Fast and unidirectional movement of AAV2 particles is dependent on intact microtubules. (A) Representative trajectories for AAV2 in DMSO- or nocodazole-treated cells as shown in Movies S6 and S7 in the supplemental material. Bars represent 5 μm. (B) Three simulated MSD plots for various types of particle motion. The mean square displacement (MSD) is plotted against time interval ΔT (t). Normal diffusion is usually described by a linear plot given by the formula MSD = 4Dt (D is the diffusion coefficient). Directed motion is usually described by a quadratic curve given by the formula MSD = 4Dt + v²t² (v is the mean velocity of the motion). An asymptotic behavior with MSD∝t^α (α<1) indicates confined diffusion. (C) Proportions of viral particles with directed motion or diffusion from MSD analysis. (D) Maximal instantaneous speed (panel a) and displacement length (panel b) of each AAV2 track. For panels C and D, trajectories were generated only for these viral particles continuously tracked over 20 frames, and about 40 to 60 trajectories were analyzed for each group.

Fig 7

Association of AAV2-containing endosomes with MTs and delayed endosomal acidification upon MT disruption. (A) AAV2 particles migrate on MTs in membranous structures. AAV2 particles before (panel a) and after (panel b) labeling of nanogold were demonstrated by TEM. Bar, 20 nm. A micrograph showing the direct association of AAV-containing endosome with MTs at 1 h after pulse infection of nanogold-labeled AAV2 (panel c) is simplified in a cartoon diagram (panel d).

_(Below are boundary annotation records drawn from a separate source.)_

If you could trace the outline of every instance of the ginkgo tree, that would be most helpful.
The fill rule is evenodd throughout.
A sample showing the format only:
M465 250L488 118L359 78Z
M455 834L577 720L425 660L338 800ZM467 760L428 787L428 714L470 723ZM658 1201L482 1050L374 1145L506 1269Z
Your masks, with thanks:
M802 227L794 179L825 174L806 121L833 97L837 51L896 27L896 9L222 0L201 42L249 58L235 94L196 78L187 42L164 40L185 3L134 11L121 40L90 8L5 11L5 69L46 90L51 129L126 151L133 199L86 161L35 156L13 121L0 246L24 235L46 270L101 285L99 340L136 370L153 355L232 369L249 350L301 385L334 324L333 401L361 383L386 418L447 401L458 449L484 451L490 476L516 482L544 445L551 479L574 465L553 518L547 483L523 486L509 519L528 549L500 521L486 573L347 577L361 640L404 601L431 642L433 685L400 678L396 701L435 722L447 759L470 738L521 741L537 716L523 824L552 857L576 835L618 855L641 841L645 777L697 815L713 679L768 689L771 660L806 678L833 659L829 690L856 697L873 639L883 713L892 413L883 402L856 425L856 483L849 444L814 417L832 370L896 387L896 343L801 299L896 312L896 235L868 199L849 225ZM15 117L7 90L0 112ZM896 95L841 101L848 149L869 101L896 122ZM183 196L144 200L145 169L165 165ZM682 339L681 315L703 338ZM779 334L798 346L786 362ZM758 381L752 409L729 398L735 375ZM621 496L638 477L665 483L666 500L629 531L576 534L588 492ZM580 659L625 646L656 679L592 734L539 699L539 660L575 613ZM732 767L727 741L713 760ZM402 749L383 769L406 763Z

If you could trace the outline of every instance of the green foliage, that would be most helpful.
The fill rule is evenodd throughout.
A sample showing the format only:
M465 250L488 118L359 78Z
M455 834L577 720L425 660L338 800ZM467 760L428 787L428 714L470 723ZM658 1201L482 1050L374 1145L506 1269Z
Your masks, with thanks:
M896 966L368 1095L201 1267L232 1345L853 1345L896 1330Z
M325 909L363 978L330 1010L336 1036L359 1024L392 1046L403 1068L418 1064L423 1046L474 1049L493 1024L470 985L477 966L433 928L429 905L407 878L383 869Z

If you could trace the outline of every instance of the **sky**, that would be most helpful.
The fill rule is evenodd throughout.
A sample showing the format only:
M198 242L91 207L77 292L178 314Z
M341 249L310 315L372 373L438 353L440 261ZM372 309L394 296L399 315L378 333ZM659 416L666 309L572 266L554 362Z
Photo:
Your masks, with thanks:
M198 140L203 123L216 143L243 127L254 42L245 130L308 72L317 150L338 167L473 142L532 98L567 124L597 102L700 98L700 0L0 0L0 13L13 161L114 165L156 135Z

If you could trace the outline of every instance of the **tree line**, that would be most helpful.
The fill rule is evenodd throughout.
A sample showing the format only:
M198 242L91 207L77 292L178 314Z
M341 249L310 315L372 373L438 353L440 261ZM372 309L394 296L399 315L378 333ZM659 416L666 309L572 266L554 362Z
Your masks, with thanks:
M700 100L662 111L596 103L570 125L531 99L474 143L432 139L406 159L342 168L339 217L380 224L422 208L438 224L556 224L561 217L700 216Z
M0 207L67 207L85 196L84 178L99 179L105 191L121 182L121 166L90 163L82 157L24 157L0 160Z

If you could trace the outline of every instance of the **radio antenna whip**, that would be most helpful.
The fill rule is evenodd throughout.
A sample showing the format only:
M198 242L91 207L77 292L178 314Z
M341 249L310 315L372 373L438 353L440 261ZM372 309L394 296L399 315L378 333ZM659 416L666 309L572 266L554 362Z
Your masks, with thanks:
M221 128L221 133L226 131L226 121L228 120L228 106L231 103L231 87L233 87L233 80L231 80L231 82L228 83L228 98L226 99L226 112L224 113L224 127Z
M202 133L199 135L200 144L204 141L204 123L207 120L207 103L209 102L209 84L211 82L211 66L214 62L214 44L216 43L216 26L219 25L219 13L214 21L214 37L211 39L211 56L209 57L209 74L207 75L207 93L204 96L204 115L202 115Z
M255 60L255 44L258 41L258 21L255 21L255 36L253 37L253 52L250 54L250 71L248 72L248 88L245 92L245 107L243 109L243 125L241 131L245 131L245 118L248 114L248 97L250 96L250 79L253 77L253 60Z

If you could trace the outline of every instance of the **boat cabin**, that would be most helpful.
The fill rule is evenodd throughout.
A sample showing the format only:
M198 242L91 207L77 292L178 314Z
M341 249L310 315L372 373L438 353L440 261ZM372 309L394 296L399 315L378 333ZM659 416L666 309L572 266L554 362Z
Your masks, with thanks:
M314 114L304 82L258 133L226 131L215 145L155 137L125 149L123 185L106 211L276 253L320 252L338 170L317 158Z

In the cartoon, MTs are indicated by arrows, the endosome membrane is indicated by closed line, and virus is indicated by arrowheads. Bar, 200 nm. (B) Acidification of virus-containing endosomes is inhibited by lysosomotropic chemicals at various time points after pulse infection of AAV2 (panel a). At 1 h after pretreatment with anti-MT drugs (nocodazole and vinblastine), chloroquine was added at 0 h or 3 h after pulse infection of AAV2. To calculate the inhibition of viral transduction, the expression level of GFP transgene was measured with a flow cytometer and normalized to corresponding treatments without chloroquine (panel b).

Fig 8

A model for the role of microtubules in the cytoplasmic trafficking and endosomal acidification for AAV2 escape. After binding and endocytosis on the cell surface, AAV2 virions may take two possible trafficking routes toward the nucleus. Route I, for these internalized at sites distal from the nucleus, virions migrate on MT tracks in endosomes to traverse the dense cytoplasm toward the perinuclear regions of host cells. Route II, for these internalized at sites close to the nucleus, virions in endocytic vesicles can reach the nucleus by slower MT-independent migration through the cytoplasm between the cytoplasmic membrane and nuclear envelope. For both routes, acidification of the AAV2-containing endosomal compartment happens at the perinuclear region and allows the escape of viral particles from vesicles, a prerequisite step for nuclear entry.